By Linda Taaffe
Los Altos
The Los Altos City Council last week put an end to the annual Oct. 31 Halloween festivities on Orange Avenue after neighbors complained about hordes of out-of-town trick or treaters invading their streets in recent years.
The council denied sponsors the special event permit needed to hold the annual “Los Altos Safe Street Halloween Project.” The permit would have allowed the neighborhood to close off Orange Avenue, Edgewood Lane and a small portion of Washington Street on Halloween night to provide an area free of traffic for trick or treaters.
Neighbors said the street had become a “victim of its own success” and the holiday festivities had mushroomed from a few hundred local trick or treaters to about 800 last year, according to informal counts.

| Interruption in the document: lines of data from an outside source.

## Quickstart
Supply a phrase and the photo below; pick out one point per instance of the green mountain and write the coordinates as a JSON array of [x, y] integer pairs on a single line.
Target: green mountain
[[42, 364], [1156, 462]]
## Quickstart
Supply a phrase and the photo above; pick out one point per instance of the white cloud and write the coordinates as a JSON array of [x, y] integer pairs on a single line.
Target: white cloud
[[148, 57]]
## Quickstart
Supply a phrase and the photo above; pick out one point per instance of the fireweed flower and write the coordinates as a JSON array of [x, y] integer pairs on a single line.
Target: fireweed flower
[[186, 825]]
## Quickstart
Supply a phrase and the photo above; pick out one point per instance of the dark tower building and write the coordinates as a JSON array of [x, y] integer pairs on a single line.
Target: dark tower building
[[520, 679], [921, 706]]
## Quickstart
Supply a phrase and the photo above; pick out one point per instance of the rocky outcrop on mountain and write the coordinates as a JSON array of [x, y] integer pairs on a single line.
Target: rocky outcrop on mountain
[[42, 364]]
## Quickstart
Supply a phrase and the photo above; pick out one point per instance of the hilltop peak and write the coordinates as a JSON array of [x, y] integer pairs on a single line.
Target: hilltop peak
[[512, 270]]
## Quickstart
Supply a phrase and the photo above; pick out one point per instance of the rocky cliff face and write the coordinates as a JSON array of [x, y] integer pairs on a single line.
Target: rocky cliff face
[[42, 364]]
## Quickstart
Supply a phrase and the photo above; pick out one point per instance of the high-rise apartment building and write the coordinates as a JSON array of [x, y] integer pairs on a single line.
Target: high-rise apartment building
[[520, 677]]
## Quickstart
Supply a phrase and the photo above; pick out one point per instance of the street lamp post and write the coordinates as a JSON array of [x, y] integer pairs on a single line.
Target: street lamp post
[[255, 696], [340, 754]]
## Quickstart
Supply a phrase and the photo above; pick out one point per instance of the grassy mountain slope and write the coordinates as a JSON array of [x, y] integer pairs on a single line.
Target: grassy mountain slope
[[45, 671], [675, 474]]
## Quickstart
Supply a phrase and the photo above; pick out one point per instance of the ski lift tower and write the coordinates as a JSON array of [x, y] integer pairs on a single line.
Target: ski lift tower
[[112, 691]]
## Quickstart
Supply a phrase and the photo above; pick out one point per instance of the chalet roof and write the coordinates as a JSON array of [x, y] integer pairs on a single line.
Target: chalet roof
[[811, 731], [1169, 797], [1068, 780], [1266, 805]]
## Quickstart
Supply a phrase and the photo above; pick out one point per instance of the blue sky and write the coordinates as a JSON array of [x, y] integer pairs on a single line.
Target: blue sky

Several residents said they had handed out about 30 to 40 pounds of candy each before running out early in the night.
Some neighbors said they have gone as far as to turn off the lights and hide in their darkened homes in recent Halloweens in order to avoid the crowds.
“All I do is throw candy in bags. Halloween isn’t a neighborhood event anymore.
“Halloween has been taken away from me,” said resident Marie Backs, who has lived in Los Altos for more than 30 years.
Neighbor Victoria Parente said only 12 percent of the trick or treaters she surveyed last year lived within the five-block radius of Orange Avenue. She said some came as far as San Carlos and Saratoga.
Neighbors said the holiday began to get out of control in 1996 when the Rotary Club first closed off the area for the three-hour special event.
The Rotary ended its sponsorship of the event last year, saying that the event” had become a burden on one small neighborhood.”
Neighborhood resident and councilman Francis La Poll filed for a special event permit and took over sponsorship of the event last year.
He had planned to sponsor the event again this year, calling it a “wonderfully trouble-free” program.
La Poll said the event provided children a safe place to trick or treat.
In addition to closing off the streets to traffic, the event provided trash removal, liability insurance for any reported damage to homes or yards and street monitoring by local Ham radio operators.
La Poll said about 86 percent of the trick or treaters attended schools in the Los Altos School District, including Bullis-Purissima in Los Altos Hills.
All agreed that the event was well-intentioned.
Some neighbors suggested that the council rotate the venue to different streets or host an event on city property.